Best Action/Adventure: King Kong takes this one, hands down. The critics didn’t go ape for Peter Jackson’s last effort, but I thought it was a terrific popcorn flick. I’m hard pressed to come up with any other contenders in this category. Let’s put The Illusionist here too, featuring yet another fine performance by Edward Norton, and outstanding supporting work by Paul Giamatti.

Best Documentary: Sorry, Al, I’m going to pass over An Inconvenient Truth in favor of an IMAX movie called Deep Sea 3D. But the Truth wasn’t nearly as hard to swallow as I thought it would be, so that’s something.

Honorable Mentions: Woody Allen’s thought-provoking Match Point, the inimitable Judi Dench in Mrs. Henderson Presents, Scarlett Johansson going Wilde in A Good Woman, architecture documentary Sketches of Frank Gehry, a fabulous performance by Gretchen Mol in The Notorious Bettie Page, suburban angst run amok in Little Children, Daniel Craig’s blond Bondshell in Casino Royale, and Robert Altman’s last film, A Prairie Home Companion. All well worth adding to your Netflix queue.

Capote; Match Point

Good movies about bad men — new reviews from The Movie Snob:

Capote (A-). This movie could have been subtitled “The Writing of In Cold Blood,” because that aspect of Capote’s life is virtually the entire substance of the film. And a very interesting story it is. The movie opens in 1959 with Capote living the high life among the literati and glitterati of New York City. Homosexual and effete, he swims through that milieu like a fish through water. But that November he reads a newspaper story reporting the brutal murders of all four members of the Clutter family, a family of farmers in remote rural Kansas. For some reason, he is fascinated. He travels to Kansas with his friend Harper Lee (Catherine Keener, The 40-Year-Old Virgin) and gradually ingratiates himself with the community, the lead detective on the case, and, once they are captured, the killers. He conceives of the idea of writing a book about the event and the people, a “nonfiction novel” he calls it, and he rightly senses it will be a masterpiece. In his single-minded pursuit of the story, he is willing to feign interest, sympathy, affection, whatever it takes to get the information he needs. The friend I saw the movie with detected a human side to Capote, that he actually did grow to care about one of the two criminals, Perry Smith, and felt remorse about abusing Smith’s trust. I am not so sure; to me he came across as a thoroughly nasty piece of work, even a sociopath. Yet, I was totally engrossed in this movie, which doesn’t happen often when the protagonist is not sympathetic. Go see this movie, and then look for Philip Seymour Hoffman (The Ides of March) to take the Best Actor Oscar home this year.

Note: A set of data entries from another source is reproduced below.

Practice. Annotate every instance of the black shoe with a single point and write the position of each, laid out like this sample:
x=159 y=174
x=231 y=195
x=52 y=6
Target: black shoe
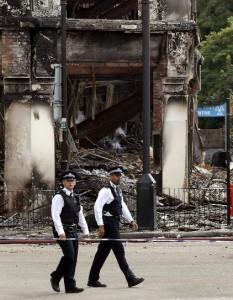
x=74 y=290
x=96 y=284
x=135 y=281
x=54 y=284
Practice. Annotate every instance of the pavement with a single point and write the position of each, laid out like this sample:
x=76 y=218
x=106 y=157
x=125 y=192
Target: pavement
x=175 y=270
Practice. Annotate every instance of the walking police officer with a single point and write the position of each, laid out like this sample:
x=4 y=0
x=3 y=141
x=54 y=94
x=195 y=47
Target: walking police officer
x=108 y=208
x=67 y=214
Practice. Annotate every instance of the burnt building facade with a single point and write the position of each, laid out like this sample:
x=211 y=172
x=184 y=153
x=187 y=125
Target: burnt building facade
x=104 y=67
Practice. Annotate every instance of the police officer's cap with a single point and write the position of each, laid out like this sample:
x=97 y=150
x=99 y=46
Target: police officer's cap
x=117 y=170
x=68 y=175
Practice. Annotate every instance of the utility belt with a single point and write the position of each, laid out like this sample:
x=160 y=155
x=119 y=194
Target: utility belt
x=70 y=228
x=112 y=217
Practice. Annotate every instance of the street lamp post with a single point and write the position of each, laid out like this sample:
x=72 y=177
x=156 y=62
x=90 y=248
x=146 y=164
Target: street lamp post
x=146 y=184
x=228 y=153
x=64 y=147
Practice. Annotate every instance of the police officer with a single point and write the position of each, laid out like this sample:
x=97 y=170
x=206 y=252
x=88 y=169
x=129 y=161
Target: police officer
x=67 y=214
x=108 y=208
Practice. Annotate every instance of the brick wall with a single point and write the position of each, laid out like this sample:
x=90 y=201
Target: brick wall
x=15 y=53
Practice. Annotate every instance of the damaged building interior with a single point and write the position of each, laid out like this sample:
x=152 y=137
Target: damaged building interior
x=104 y=79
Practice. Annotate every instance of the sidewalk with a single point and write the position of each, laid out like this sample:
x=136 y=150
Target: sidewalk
x=178 y=270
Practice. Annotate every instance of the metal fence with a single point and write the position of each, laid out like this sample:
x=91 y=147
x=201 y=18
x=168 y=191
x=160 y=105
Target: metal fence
x=192 y=209
x=176 y=209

Match Point (B). I’ve skipped the last few Woody Allen movies, but the critical hurrahs for this one got me back to the theater. It is a good telling of a sordid tale. Chris Wilton (Jonathan Rhys Meyers, Vanity Fair) is a young Irishman from a poor background. A former professional tennis player who never made it big, he moves to London to teach tennis at a posh club. He is a bit of a cipher, professing vague ambitions of wanting to make some sort of contribution with his life, but apparently having no direction whatsoever. Anyway, he soon falls in with the wealthy Hewitt family, first giving lessons to Tom Hewitt (Matthew Goode, Stoker), then dating his sister Chloe (Emily Mortimer, Transsiberian), and then working for their father’s company. But he is dangerously attracted to Tom’s fiancée, an unsuccessful American actress named Nola (Scarlett Johansson, Hail, Caesar!). Complications ensue. I would probably have liked this movie even better except that it bears an awfully strong resemblance to the excellent Woody Allen picture Crimes and Misdemeanors. Even after having points deducted for lack of originality, though, this movie is still a good watch.